Paysagistes : la reprise se fait attendre

Paysagistes : la reprise se fait attendre

Malgré un chiffre d’affaires toujours à la baisse en 2010, la filière a créé près de 2000 emplois l’an dernier.






 

L’Unep-les entreprises du paysage et le Groupe Agrica publient le baromètre économique semestriel du secteur du paysage. Avec un chiffre d’affaires global en baisse de -1,5 % pour l’année 2010, la reprise attendue se fait attendre. La détérioration d’activité est particulièrement marquée pour l’activité de création-aménagement, et les marchés publics sont les plus touchés. Cependant, en 2010, le secteur continue d’embaucher avec une création de 1 800 emplois nets.

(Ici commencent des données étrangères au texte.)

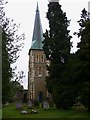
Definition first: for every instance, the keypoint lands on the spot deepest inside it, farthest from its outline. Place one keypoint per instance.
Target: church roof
(37, 32)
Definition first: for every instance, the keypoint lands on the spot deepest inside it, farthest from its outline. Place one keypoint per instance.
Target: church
(37, 63)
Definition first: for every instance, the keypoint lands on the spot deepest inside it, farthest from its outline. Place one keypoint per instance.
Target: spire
(37, 32)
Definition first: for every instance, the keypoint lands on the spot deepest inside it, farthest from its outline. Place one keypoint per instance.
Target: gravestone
(19, 105)
(45, 105)
(29, 104)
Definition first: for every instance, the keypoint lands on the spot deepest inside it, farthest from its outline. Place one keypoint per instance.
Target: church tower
(37, 63)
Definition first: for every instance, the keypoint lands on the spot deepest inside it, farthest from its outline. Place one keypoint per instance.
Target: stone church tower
(37, 63)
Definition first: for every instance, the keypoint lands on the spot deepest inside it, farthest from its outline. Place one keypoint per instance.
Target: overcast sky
(23, 12)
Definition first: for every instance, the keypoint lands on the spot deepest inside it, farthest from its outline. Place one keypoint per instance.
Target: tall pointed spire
(37, 33)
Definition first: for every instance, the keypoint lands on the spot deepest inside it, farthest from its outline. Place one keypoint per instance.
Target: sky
(23, 13)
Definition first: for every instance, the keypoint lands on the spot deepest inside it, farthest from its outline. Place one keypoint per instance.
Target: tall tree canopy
(57, 50)
(11, 46)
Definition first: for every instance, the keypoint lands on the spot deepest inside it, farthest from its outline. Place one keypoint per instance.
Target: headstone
(19, 105)
(45, 105)
(29, 104)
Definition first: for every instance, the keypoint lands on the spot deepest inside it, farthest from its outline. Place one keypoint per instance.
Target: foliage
(57, 50)
(11, 46)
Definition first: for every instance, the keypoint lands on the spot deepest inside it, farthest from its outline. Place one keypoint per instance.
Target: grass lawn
(76, 112)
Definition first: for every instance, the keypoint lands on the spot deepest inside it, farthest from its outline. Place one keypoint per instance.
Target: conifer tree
(57, 50)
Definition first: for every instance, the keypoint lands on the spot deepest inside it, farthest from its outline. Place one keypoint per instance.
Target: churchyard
(28, 111)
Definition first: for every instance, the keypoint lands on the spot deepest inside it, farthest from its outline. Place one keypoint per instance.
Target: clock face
(33, 42)
(53, 0)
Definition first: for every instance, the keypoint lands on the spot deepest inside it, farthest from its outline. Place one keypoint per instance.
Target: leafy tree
(11, 46)
(57, 50)
(83, 56)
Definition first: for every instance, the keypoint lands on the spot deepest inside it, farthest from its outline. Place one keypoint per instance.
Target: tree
(11, 46)
(57, 50)
(83, 56)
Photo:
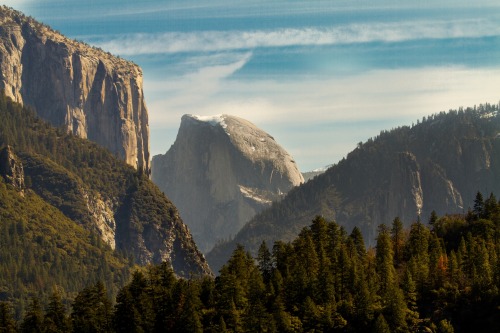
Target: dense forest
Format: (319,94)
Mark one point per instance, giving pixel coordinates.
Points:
(49,240)
(443,276)
(436,164)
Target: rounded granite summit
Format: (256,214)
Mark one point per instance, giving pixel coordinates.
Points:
(220,172)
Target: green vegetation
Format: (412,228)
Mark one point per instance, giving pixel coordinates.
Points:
(49,239)
(439,278)
(72,174)
(459,148)
(42,250)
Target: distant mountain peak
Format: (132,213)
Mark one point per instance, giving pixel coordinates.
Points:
(88,91)
(221,170)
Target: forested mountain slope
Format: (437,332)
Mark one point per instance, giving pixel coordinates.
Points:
(408,172)
(93,94)
(440,278)
(95,190)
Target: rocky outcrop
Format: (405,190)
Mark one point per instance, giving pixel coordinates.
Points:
(437,165)
(11,169)
(220,172)
(88,91)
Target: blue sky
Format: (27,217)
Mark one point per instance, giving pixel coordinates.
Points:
(319,76)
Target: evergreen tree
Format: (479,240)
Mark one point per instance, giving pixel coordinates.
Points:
(7,322)
(381,325)
(33,318)
(92,310)
(265,262)
(384,260)
(479,205)
(397,237)
(56,320)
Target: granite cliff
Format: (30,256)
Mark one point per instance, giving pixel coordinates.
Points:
(437,165)
(95,190)
(91,93)
(220,172)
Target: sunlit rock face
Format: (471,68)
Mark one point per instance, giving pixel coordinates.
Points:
(220,172)
(89,92)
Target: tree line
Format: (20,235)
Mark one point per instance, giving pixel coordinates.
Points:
(443,276)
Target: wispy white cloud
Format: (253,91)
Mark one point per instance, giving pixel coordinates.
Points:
(213,41)
(335,113)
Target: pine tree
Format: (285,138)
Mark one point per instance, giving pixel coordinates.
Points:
(384,261)
(381,325)
(479,205)
(33,319)
(56,320)
(265,262)
(397,237)
(7,322)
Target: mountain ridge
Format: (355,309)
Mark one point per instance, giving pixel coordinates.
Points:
(407,172)
(220,171)
(89,92)
(96,190)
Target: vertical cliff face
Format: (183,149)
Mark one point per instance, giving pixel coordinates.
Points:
(437,165)
(91,93)
(220,172)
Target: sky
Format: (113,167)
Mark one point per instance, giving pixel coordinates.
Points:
(319,76)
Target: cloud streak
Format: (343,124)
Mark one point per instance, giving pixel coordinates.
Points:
(216,41)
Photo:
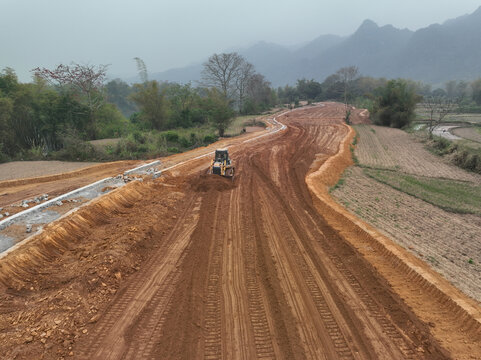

Les conditions climatiques particulièrement rigoureuses du début et de la fin d’année 2010 ont globalement affecté le secteur du paysage qui semblait pourtant renouer avec une dynamique positive à l’issue du 1er semestre. Sur l’ensemble de l’année, le rythme d’évolution du chiffre d’affaires lié à la création, l’aménagement et l’entretien de jardins et espaces verts est en baisse de -1,5 %. Un repli similaire à celui que les professionnels avaient vécu en 2009. Concernant plus spécifiquement ce dernier semestre, le léger regain d’activité observé au printemps (+2 % au 2e trimestre) n’a donc pas suffi à compenser les mauvais chiffres des 3e et 4e trimestres (-1,5 % 4,5 %).

 

L’entretien résiste mieux

 

La création et aménagement de jardins et espaces verts est plus affectée que l’activité d’entretien, en particulier sur le dernier trimestre 2010 : -5,5 % pour la création et -2,5 % pour l’entretien. Sur l’ensemble des douze derniers mois, le chiffre d’affaires de l’activité de création souffre d’une baisse de -2,5 %, tandis que les revenus liés à l’entretien ne fléchissent que de -0,5 %.

 

Marchés publics plus impactés

 

Qu’il s’agisse des particuliers, des entreprises (immobilier, syndics, HLM…) ou des collectivités, aucune clientèle n’échappe à la forte dégradation d’activité observée au dernier trimestre 2010. Les marchés publics accusent une baisse particulièrement brutale à -7 %, celui des particuliers à -4 % et celui des entreprises à -2,5 %. Sur l’année 2010, les revenus liés aux marchés publics sont en diminution de 2,5 %, alors que ceux provenant des particuliers sont en recul de 1,5 % et ceux issus de la clientèle professionnelle stagnent à 0. A l’échelle des 20 000 entreprises et des 5 milliards d’euros de chiffre d’affaires du secteur, rappelons que les marchés publics représentent 32 % du CA, 40 % pour les particuliers et 27 % pour les entreprises (Chiffres clés 2009 des entreprises du paysage).

 

Des embauches qui ne faiblissent pas

 

Toutefois, les entreprises du paysage demeurent créatrices nettes d’emplois au cours du second semestre 2010 : plus de 5 700 salariés ont été embauchés, pour 5 100 départs sur la période. 11 % des chefs d’entreprise déclarent rencontrer des difficultés à embaucher, proportion en augmentation par rapport à la même période 2009 (7 %). Ce taux est toutefois en net recul comparé aux 19 % du premier semestre 2010. Phénomène lié aux difficultés à recruter du personnel qualifié, la part des embauches en CDI tend à se renforcer : 40 % contre 34 % l’année passée. Au total, le nombre d’emplois nets créés en 2010 s’élève à 1 800. Sur la longue période, les intentions d’embauches demeurent stables : un peu plus d’1 professionnel sur 5 envisage d’embaucher au cours du premier semestre 2011.

 

Moral en berne

 

Comparé au premier semestre, l’état des carnets de commandes est marqué par une forte baisse durant la seconde moitié de 2010. Les prises d’ordres s’établissent désormais à un niveau proche de celui enregistré fin 2009 : 120 jours. Ayant connu plusieurs jours d’inactivité totale à cause de la neige, les entrepreneurs ont un moral en berne pour la première fois depuis deux ans. Ils ne sont plus que 41 % à se montrer optimistes (55 % en 2009) en ce qui concerne l’évolution de leur activité sur les 6 mois à venir. Compte-tenu de la contraction des prises d’ordre, les carnets de commandes deviennent la préoccupation majeure des chefs d’entreprise (53 %) devant les charges sociales et fiscales (38 %).

* Enquête réalisée par l’institut I+C pour le compte de l’Unep et du Groupe Agrica en janvier 2011 auprès de 350 paysagistes réparties comme suit : 100 entreprises de 5 salariés et moins, 150 entreprises de 6 à 19 salariés et 100 entreprises de plus de 20 salariés.